In the pandemic age. I put my name on a number of lists for vaccinations. The first one to come through is my hospital. They scheduled me for Saturday. Then, another provider called, and another called. I could have three injections between Saturday on Monday.

That’s how it works sometimes.

Down here in the swamp, spring is upon us. Yes, I know there are a few more days of winter. In the north winter will last a little longer. Well, a lot longer.

We did have a setback when the deep cold arrived. The Japonica blooms were killed. They are back.

All of the ferns were killed as well. They are brown and dead. They must be cut back to the earth. They’ll grow back in a while.

This picture is about the coming spring. The spring that is upon us today.

It’s a couple of layered pictures. The color is enhanced. For sure, there is a lot of work done in post production.

This picture makes me smile just as the music is…

Stay safe. Stay mighty. You know what to do. You know exactly what to do. Enjoy all the color and all of the music. Everyday.

Just as I close, Joni Mitchell is playing — what else — “Ladies of the Canyon.”


Another yellow photograph.

More yellow. I don’t know why. I guess during the winter months I like color. Yellow is warm. It’s inviting. In the world of big commercial presses it is used to give “lift” to a photograph. Most importantly, it makes me smile.

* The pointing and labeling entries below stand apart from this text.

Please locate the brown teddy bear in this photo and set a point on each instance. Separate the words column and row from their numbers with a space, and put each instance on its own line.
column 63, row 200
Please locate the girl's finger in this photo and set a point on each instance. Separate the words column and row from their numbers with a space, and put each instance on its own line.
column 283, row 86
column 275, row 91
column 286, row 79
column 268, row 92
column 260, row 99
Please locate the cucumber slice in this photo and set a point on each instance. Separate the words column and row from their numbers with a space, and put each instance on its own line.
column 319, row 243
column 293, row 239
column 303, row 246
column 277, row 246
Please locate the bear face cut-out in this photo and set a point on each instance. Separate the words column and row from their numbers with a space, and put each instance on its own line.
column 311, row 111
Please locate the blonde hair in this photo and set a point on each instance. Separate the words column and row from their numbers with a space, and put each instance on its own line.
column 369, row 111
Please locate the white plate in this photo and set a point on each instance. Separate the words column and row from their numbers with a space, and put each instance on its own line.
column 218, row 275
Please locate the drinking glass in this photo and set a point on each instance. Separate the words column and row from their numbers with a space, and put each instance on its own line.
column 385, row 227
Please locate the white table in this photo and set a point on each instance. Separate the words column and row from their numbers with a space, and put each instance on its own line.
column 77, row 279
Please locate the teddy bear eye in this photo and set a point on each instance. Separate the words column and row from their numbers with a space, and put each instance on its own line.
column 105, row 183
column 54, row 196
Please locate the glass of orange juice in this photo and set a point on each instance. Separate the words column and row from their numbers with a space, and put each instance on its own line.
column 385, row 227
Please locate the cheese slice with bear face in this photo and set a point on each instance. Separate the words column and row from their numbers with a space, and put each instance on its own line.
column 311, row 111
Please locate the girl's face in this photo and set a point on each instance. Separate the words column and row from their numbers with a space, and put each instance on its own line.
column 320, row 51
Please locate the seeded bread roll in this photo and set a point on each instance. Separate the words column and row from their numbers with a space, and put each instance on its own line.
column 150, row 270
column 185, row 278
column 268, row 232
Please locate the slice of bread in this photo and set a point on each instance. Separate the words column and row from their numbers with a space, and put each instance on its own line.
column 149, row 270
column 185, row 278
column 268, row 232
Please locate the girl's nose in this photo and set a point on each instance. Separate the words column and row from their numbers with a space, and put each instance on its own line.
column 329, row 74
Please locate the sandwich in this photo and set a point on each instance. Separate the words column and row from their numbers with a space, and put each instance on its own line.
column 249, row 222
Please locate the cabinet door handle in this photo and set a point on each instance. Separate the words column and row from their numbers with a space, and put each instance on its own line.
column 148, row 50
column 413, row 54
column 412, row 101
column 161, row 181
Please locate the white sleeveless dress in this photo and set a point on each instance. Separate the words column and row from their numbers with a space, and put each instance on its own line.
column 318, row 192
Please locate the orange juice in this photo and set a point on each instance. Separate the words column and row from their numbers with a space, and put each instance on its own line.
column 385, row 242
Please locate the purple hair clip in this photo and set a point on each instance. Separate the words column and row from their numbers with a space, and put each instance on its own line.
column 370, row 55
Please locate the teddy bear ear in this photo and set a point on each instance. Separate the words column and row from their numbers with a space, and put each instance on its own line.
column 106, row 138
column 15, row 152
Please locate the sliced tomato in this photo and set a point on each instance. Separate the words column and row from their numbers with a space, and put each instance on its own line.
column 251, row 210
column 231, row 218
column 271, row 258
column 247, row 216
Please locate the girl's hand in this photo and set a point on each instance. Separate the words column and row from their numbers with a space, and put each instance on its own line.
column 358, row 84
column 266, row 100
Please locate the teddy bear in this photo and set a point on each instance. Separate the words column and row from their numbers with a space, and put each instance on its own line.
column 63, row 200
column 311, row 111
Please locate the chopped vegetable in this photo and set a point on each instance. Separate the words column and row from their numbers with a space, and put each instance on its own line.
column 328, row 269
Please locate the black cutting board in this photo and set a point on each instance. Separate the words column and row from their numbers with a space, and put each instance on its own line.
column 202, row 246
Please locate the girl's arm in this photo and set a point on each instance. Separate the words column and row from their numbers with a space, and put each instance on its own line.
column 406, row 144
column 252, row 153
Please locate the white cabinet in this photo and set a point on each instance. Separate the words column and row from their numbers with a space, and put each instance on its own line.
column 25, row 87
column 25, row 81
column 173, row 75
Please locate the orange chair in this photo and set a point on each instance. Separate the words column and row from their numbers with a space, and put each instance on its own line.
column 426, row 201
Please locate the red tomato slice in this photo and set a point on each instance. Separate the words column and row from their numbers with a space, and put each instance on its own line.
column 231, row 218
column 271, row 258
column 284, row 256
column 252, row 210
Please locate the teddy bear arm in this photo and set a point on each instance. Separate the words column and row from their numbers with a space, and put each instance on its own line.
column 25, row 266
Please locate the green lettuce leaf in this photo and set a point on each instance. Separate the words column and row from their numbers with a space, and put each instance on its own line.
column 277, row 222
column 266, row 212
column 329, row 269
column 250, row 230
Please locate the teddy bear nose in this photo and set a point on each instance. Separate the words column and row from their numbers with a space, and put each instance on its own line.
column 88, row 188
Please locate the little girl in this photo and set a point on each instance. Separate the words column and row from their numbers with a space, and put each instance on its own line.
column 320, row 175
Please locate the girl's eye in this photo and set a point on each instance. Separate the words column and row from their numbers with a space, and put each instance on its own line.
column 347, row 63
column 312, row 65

I’d like to revisit yesterday’s discussion for just a few minutes. Okay ten minutes.

The person who asked the questions that turned the discussion into chaos is well regarded in the photo community. He’s not a great photographer, but he is a person who raises up photography and photographers. He discusses our work, our projects, our books and what he believes a picture could be.

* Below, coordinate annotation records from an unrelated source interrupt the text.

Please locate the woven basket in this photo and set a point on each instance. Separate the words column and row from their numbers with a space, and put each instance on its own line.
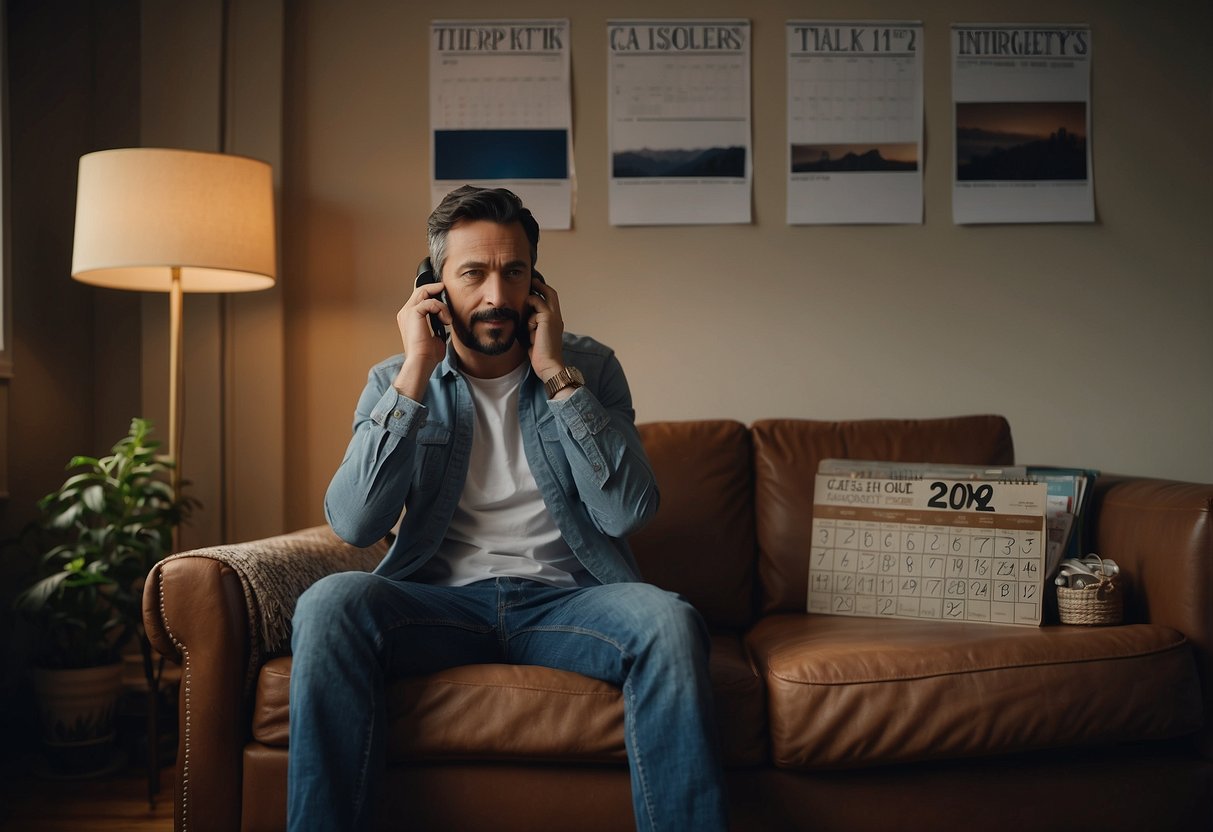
column 1098, row 604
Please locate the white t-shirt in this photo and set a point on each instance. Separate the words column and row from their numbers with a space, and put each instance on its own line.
column 501, row 526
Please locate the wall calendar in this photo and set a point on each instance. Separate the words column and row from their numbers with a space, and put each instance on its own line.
column 943, row 543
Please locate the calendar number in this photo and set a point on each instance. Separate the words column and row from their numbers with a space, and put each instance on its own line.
column 962, row 495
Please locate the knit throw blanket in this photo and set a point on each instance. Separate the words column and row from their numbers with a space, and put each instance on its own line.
column 275, row 571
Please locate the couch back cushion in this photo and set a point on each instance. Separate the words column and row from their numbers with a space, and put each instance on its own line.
column 701, row 542
column 786, row 456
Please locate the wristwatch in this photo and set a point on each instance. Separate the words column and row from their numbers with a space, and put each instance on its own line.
column 565, row 377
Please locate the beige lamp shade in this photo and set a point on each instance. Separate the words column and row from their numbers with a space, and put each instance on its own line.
column 143, row 211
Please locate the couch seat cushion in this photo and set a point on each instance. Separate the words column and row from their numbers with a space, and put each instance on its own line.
column 847, row 693
column 525, row 712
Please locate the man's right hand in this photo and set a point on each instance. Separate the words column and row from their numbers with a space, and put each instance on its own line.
column 423, row 351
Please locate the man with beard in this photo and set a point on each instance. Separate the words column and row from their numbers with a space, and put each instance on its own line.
column 513, row 454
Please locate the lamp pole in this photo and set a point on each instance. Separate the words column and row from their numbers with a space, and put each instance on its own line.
column 176, row 379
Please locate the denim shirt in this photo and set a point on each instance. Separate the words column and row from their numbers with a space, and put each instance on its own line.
column 584, row 451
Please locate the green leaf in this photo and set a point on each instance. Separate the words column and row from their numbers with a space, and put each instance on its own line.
column 95, row 499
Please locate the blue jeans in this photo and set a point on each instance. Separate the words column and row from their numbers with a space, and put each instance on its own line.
column 356, row 631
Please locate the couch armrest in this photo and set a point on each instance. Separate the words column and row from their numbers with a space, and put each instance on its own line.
column 1161, row 535
column 220, row 611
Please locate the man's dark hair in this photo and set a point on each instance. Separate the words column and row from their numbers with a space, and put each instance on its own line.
column 472, row 203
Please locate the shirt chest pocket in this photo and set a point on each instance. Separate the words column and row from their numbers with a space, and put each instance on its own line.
column 550, row 438
column 433, row 451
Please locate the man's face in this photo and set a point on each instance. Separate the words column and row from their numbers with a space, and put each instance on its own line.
column 487, row 275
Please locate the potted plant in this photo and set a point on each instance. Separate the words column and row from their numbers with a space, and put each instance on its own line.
column 102, row 530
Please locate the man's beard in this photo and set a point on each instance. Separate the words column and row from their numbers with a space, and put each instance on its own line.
column 490, row 346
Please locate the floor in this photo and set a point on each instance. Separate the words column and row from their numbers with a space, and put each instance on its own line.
column 112, row 803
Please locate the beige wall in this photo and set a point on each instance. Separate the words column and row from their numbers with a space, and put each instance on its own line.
column 1093, row 340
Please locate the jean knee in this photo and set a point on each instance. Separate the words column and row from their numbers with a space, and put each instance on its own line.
column 329, row 604
column 672, row 624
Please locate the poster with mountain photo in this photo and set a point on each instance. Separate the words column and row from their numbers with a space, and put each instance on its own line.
column 854, row 123
column 1021, row 124
column 679, row 121
column 501, row 112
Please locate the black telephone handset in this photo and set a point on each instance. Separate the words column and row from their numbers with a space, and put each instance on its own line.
column 426, row 275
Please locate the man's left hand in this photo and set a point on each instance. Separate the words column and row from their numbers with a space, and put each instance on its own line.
column 546, row 331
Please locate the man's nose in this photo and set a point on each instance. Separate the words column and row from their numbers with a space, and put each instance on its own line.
column 495, row 289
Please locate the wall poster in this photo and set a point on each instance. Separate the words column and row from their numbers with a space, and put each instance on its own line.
column 500, row 113
column 678, row 100
column 1021, row 104
column 854, row 123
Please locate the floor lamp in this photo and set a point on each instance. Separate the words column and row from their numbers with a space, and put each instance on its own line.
column 174, row 221
column 159, row 220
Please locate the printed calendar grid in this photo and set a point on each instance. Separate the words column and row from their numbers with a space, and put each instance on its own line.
column 933, row 565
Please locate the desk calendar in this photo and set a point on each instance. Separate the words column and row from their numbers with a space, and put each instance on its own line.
column 927, row 547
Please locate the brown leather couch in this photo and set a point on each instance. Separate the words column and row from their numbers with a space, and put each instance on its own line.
column 827, row 723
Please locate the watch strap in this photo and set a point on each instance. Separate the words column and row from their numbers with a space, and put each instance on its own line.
column 565, row 377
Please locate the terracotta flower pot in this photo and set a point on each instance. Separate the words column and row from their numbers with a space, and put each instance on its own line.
column 79, row 725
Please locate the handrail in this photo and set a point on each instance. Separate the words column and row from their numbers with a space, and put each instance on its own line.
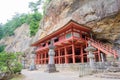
column 103, row 47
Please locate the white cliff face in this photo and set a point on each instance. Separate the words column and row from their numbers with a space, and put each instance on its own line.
column 20, row 41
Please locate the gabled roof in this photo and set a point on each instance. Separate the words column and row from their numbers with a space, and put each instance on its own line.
column 67, row 26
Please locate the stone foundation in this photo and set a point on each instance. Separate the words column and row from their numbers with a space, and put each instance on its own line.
column 61, row 67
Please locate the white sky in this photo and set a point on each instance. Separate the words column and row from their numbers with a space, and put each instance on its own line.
column 8, row 8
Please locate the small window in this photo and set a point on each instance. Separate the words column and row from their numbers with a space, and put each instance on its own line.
column 56, row 39
column 43, row 44
column 49, row 42
column 68, row 35
column 76, row 34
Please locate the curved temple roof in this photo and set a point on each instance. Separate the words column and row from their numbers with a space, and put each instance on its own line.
column 69, row 25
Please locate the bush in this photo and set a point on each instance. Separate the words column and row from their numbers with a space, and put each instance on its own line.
column 17, row 67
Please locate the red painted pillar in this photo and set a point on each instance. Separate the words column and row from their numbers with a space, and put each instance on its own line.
column 82, row 57
column 99, row 58
column 66, row 61
column 58, row 56
column 73, row 53
column 45, row 57
column 38, row 58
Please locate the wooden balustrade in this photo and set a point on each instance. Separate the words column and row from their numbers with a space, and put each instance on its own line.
column 107, row 48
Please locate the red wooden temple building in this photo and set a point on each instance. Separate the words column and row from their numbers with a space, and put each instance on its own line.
column 70, row 42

He can be a little sheltered since he mostly looks at the photo art world, which is often an enigma to me. I had to laugh once when he looked at an old friend of mine’s work and proclaimed how good it is. It is good, but in my world that photographer is a legend.

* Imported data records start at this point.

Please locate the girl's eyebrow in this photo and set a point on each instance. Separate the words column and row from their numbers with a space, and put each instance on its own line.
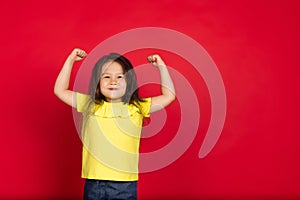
column 105, row 73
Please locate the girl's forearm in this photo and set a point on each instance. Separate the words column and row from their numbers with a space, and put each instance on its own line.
column 63, row 79
column 167, row 86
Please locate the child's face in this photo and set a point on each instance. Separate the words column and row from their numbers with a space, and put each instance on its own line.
column 112, row 82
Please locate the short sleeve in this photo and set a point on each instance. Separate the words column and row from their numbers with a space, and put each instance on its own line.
column 82, row 101
column 145, row 107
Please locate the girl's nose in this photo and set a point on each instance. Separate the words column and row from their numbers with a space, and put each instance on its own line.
column 114, row 81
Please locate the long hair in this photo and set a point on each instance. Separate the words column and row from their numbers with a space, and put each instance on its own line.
column 131, row 95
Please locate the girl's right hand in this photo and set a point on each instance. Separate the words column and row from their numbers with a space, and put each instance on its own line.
column 77, row 54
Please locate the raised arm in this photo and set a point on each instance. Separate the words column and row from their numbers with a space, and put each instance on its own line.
column 61, row 88
column 167, row 88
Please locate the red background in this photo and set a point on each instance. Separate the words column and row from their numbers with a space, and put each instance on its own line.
column 255, row 45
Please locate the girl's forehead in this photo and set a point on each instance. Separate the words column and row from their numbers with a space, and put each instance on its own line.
column 112, row 67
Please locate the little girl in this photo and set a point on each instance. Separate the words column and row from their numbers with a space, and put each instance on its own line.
column 113, row 113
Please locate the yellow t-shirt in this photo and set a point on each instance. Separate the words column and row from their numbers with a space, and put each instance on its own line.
column 111, row 139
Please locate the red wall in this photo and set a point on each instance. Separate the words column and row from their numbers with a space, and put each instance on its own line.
column 255, row 45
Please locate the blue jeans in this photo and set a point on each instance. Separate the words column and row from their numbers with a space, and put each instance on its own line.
column 108, row 190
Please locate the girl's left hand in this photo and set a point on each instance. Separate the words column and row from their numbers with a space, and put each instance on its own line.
column 156, row 60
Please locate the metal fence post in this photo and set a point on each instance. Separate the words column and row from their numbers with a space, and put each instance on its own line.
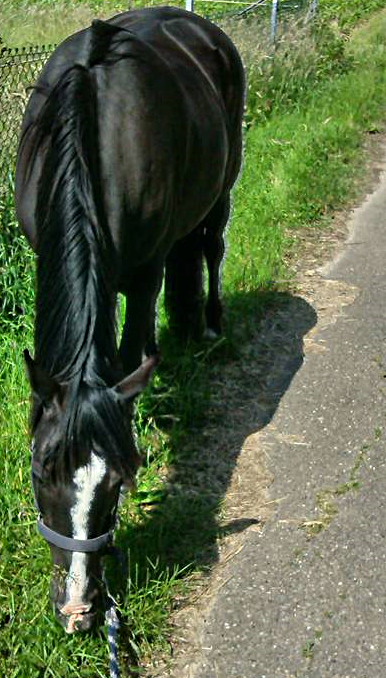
column 312, row 10
column 275, row 7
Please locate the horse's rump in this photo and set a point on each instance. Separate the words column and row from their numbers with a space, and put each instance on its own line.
column 169, row 102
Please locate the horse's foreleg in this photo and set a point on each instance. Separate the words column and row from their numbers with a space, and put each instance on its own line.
column 213, row 245
column 138, row 335
column 183, row 286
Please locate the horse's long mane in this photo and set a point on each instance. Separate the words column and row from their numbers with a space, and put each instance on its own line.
column 75, row 337
column 75, row 330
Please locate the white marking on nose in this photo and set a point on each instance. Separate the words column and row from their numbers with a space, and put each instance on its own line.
column 86, row 480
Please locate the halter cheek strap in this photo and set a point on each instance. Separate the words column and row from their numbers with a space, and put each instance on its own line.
column 70, row 544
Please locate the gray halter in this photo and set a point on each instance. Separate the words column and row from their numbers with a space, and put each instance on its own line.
column 70, row 544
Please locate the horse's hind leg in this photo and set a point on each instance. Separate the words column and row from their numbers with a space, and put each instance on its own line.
column 183, row 286
column 213, row 246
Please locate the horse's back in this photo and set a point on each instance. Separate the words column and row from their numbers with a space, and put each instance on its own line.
column 170, row 99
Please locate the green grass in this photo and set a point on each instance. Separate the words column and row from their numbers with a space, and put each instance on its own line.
column 302, row 159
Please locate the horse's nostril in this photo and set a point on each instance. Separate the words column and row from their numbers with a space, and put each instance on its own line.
column 75, row 608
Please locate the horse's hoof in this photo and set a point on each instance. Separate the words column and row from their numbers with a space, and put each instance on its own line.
column 211, row 334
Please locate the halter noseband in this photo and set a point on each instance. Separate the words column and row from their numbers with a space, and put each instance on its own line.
column 70, row 544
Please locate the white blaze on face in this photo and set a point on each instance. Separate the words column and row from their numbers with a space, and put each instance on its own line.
column 87, row 479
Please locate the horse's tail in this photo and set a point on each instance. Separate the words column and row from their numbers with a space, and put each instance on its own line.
column 75, row 295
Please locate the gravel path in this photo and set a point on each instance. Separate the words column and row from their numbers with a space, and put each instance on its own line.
column 305, row 595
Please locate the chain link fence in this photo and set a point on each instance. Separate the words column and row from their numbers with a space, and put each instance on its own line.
column 19, row 69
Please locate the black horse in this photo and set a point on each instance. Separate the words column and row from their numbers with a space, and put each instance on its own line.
column 130, row 144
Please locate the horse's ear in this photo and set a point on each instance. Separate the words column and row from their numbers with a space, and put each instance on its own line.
column 136, row 381
column 43, row 386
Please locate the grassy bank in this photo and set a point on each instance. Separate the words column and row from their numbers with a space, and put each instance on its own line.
column 302, row 160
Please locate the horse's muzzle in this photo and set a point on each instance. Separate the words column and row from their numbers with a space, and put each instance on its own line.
column 77, row 621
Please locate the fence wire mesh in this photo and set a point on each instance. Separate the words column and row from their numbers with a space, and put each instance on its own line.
column 19, row 69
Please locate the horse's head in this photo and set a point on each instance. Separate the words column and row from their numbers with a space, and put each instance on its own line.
column 83, row 453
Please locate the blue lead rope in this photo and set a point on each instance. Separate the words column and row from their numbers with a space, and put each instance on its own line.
column 111, row 615
column 112, row 621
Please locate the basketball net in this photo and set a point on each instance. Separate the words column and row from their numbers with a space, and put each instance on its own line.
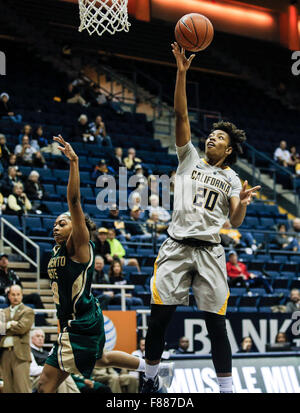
column 103, row 15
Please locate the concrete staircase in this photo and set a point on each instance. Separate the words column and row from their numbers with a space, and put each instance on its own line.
column 30, row 285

All of that said, he really never came back to the discussion, which angered a lot of people on both sides of the issue.

I expected a wrap up the next day. All he said was that he didn’t expect such a reaction. He moved on to his next question which was something along the lines of the previous question. Huh?

I thought to myself, “Are you just going to drop a discussion that prompted such emotional responses?”

There are topics that deserve serious discussion despite what I may think of the work of one or two particular photographers. This is one of them.

His next topic, by the way, is about one of my former mentors who has been accused of being a sexual predator by a number of young women. “Young” is important because he is 75 years old. The women in question are in their early twenties. He is in a position of power with the ability to make or break somebody’s career.

Notice the use of the word “former.”

I can’t abide by him.

On to something else. This is easier. I have made it a point to not name names even in a complimentary way. Do y’all think that I should continue that? Even though I learn some things quietly, it eventually gets published anyway.

Experiments. I like doing them. It’s how I learn. Success or failure doesn’t matter to me, as long as I learn.

This photograph is a grand experiment.

It’s layered with the same image just slightly skewed. If nothing else I’ve found a way to control the yellow. I suppose I could perform another test where I layer the same picture without skewing it.

In the commercial printing world that’s called a double hit. An example of that is Coca Cola Red. It cannot be done in one pass. So… a double hit.

I don’t know what you think, but I kind of like this picture. To me it’s about the cycles of nature. And, while nature is patient she is always moving.

That’s it from the right side.

Stay safe. Stay strong. Stay mighty. Wear your mask. Wash your hands. Look after each other. Enjoy nature.